MS Lofoten"Ladies and gentlemen. In approxi­mately eight minutes we will be crossing the arctic circle. You can see the globe on port side." Ich tusche mir gerade die Wimpern, als die Durchsage über den Laut­sprecher kommt, was bei See­gang gar nicht so einfach ist.

Wochenlang habe ich mich auf diesen Tag vorbereitet und ein passendes Outfit zusam­men­ge­stellt. Ein weißes, grobgestricktes Minikleid mit braunen Lederflecken auf den Ärmeln, eine dunkel­­graue Strumpfhose mit Zopfmuster und braune, handschuh­weiche Wild­leder­stiefel. Dazu trage ich ein weißes Krönchen und behänge mich reichlich mit Perlenschmuck. Ich nenne das Outfit "Die Eismeerprinzessin"
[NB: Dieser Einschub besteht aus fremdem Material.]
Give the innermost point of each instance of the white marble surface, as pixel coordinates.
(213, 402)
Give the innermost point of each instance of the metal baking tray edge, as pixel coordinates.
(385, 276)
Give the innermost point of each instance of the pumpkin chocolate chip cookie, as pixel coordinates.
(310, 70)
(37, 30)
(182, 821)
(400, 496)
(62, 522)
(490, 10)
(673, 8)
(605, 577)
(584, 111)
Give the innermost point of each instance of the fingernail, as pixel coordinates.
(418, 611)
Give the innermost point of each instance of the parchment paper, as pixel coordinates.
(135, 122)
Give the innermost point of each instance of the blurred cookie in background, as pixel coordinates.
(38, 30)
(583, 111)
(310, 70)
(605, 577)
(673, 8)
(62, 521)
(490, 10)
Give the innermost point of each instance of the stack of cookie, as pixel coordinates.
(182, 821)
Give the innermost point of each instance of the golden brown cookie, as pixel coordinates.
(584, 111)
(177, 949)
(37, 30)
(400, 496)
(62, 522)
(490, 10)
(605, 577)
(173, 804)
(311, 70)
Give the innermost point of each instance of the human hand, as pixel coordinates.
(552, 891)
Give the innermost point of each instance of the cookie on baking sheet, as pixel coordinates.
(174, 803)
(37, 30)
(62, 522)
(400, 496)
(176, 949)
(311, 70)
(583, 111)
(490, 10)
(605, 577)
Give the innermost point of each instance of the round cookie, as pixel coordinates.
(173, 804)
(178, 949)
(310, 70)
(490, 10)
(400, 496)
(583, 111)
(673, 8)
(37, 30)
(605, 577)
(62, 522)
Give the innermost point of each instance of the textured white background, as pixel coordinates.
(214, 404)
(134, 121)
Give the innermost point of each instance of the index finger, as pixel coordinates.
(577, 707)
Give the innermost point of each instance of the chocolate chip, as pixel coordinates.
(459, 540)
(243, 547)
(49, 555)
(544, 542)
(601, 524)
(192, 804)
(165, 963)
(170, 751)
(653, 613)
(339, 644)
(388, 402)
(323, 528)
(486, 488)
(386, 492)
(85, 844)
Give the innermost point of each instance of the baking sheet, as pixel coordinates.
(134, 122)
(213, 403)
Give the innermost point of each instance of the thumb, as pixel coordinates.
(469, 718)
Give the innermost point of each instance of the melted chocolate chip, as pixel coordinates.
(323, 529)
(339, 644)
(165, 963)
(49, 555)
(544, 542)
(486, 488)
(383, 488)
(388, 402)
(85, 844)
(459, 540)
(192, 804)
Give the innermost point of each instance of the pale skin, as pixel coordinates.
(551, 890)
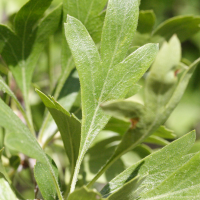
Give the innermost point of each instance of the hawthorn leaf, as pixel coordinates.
(66, 98)
(68, 125)
(123, 109)
(159, 166)
(118, 30)
(5, 88)
(101, 82)
(44, 179)
(146, 21)
(5, 190)
(128, 191)
(164, 132)
(2, 169)
(134, 90)
(182, 184)
(19, 138)
(183, 26)
(84, 194)
(117, 125)
(161, 79)
(89, 12)
(152, 139)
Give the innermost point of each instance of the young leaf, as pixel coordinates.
(112, 77)
(5, 190)
(2, 169)
(146, 21)
(158, 166)
(163, 132)
(183, 26)
(84, 194)
(19, 138)
(44, 179)
(68, 125)
(66, 98)
(128, 191)
(5, 88)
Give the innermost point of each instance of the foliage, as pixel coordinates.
(114, 85)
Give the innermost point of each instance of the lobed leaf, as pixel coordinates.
(84, 194)
(19, 138)
(183, 26)
(68, 125)
(146, 21)
(112, 76)
(44, 179)
(159, 166)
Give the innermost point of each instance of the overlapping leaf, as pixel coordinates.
(160, 166)
(19, 138)
(183, 26)
(112, 76)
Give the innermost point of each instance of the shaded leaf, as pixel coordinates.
(152, 139)
(68, 125)
(5, 190)
(164, 132)
(44, 180)
(84, 194)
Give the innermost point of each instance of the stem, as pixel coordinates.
(49, 63)
(61, 82)
(28, 115)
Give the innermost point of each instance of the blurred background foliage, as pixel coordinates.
(184, 118)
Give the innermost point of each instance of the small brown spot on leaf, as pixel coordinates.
(134, 122)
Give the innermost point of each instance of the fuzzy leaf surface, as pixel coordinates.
(19, 138)
(84, 194)
(159, 166)
(44, 179)
(183, 26)
(68, 125)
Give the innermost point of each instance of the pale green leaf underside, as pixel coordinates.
(44, 179)
(84, 194)
(68, 125)
(19, 138)
(159, 166)
(5, 190)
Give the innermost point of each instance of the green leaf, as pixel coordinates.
(5, 190)
(44, 179)
(84, 194)
(182, 184)
(123, 109)
(66, 98)
(117, 125)
(128, 191)
(146, 21)
(2, 169)
(183, 26)
(163, 132)
(134, 90)
(152, 139)
(19, 138)
(107, 79)
(159, 166)
(118, 30)
(4, 87)
(68, 125)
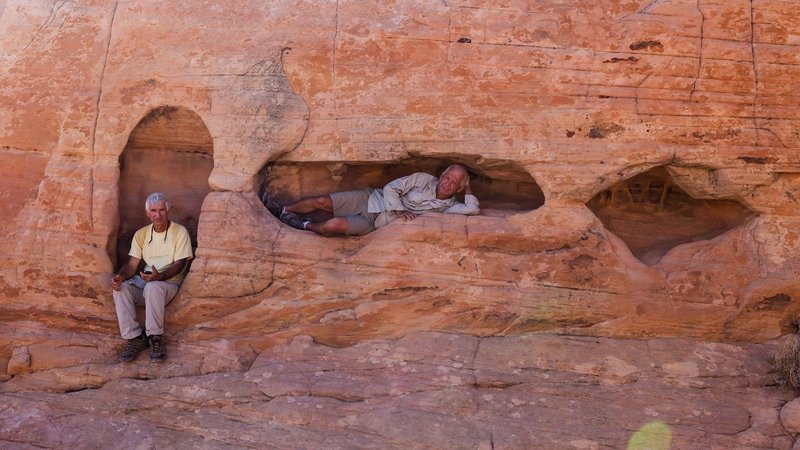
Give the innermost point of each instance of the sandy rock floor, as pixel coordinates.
(427, 390)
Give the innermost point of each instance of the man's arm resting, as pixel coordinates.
(470, 207)
(167, 272)
(125, 272)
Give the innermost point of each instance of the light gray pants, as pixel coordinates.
(154, 296)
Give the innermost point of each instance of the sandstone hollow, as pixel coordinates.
(637, 164)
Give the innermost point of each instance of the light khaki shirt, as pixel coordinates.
(417, 193)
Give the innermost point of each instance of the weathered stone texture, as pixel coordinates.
(554, 102)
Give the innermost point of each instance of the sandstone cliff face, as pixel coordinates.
(637, 161)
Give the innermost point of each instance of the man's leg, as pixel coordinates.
(336, 226)
(125, 301)
(157, 294)
(311, 204)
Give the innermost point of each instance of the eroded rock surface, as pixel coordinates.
(428, 390)
(550, 103)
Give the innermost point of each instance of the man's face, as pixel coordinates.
(450, 183)
(157, 213)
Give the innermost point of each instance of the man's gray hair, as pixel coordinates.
(157, 197)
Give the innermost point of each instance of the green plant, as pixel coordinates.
(786, 363)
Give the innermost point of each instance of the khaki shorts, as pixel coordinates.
(353, 206)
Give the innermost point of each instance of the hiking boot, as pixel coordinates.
(272, 205)
(133, 347)
(158, 348)
(293, 220)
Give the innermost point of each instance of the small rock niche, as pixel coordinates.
(652, 214)
(499, 185)
(169, 151)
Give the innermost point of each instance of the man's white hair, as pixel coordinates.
(156, 197)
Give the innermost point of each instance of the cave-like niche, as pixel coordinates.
(652, 214)
(169, 151)
(498, 184)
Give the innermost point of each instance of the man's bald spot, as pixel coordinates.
(460, 168)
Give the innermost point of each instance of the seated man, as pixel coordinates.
(166, 250)
(359, 212)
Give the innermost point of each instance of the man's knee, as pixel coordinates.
(324, 203)
(157, 291)
(126, 293)
(336, 225)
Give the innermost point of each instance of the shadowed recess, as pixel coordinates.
(169, 151)
(652, 215)
(498, 184)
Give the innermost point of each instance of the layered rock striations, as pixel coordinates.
(636, 162)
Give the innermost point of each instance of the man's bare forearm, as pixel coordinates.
(171, 270)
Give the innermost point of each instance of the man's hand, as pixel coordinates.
(155, 276)
(116, 282)
(407, 215)
(465, 187)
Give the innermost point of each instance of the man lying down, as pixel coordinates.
(362, 211)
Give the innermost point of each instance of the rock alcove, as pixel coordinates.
(499, 185)
(652, 214)
(169, 151)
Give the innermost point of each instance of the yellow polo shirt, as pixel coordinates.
(162, 249)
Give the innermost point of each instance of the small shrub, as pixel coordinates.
(786, 363)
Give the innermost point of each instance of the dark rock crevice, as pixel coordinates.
(169, 151)
(498, 184)
(652, 214)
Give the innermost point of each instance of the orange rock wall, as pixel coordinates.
(582, 95)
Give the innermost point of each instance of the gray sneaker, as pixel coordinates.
(293, 220)
(272, 205)
(133, 347)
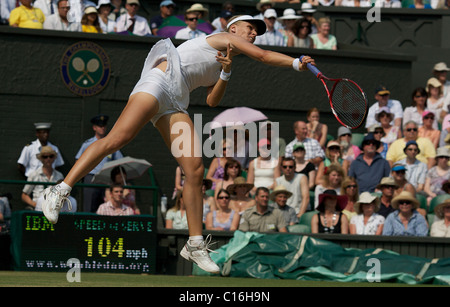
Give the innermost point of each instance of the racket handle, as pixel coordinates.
(312, 68)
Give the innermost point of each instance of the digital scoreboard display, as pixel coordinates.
(114, 244)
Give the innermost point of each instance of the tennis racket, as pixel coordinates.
(347, 100)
In Windeseile schwebe ich die steile Holztreppe zum Salondeck empor und hoffe nur, dass nicht alle anderen dieselbe Idee hatten und bereits ein Dutzend Eis­meer­prinzes­sinnen an der Reling stehen. Aber nein, diese Befürchtung ist unbegründet. Ich argwöhne sofort, dass viele sich das beste Outfit der Reise für das Captain's Dinner am Schluss aufheben.

Die Landschaft hat über Nacht komplett ihr Gesicht verändert. Es schneit und die rauhe See trägt weiße Mützen auf den Wellenkämmen. Die Landschaft ist mit Schnee bedeckt. Steile Berge ragen schneeweiß aus der tief dunklen See. Auf einem einsamen Felsen im Meer steht ein metallener Globus und markiert den nördlichen Polarkreis.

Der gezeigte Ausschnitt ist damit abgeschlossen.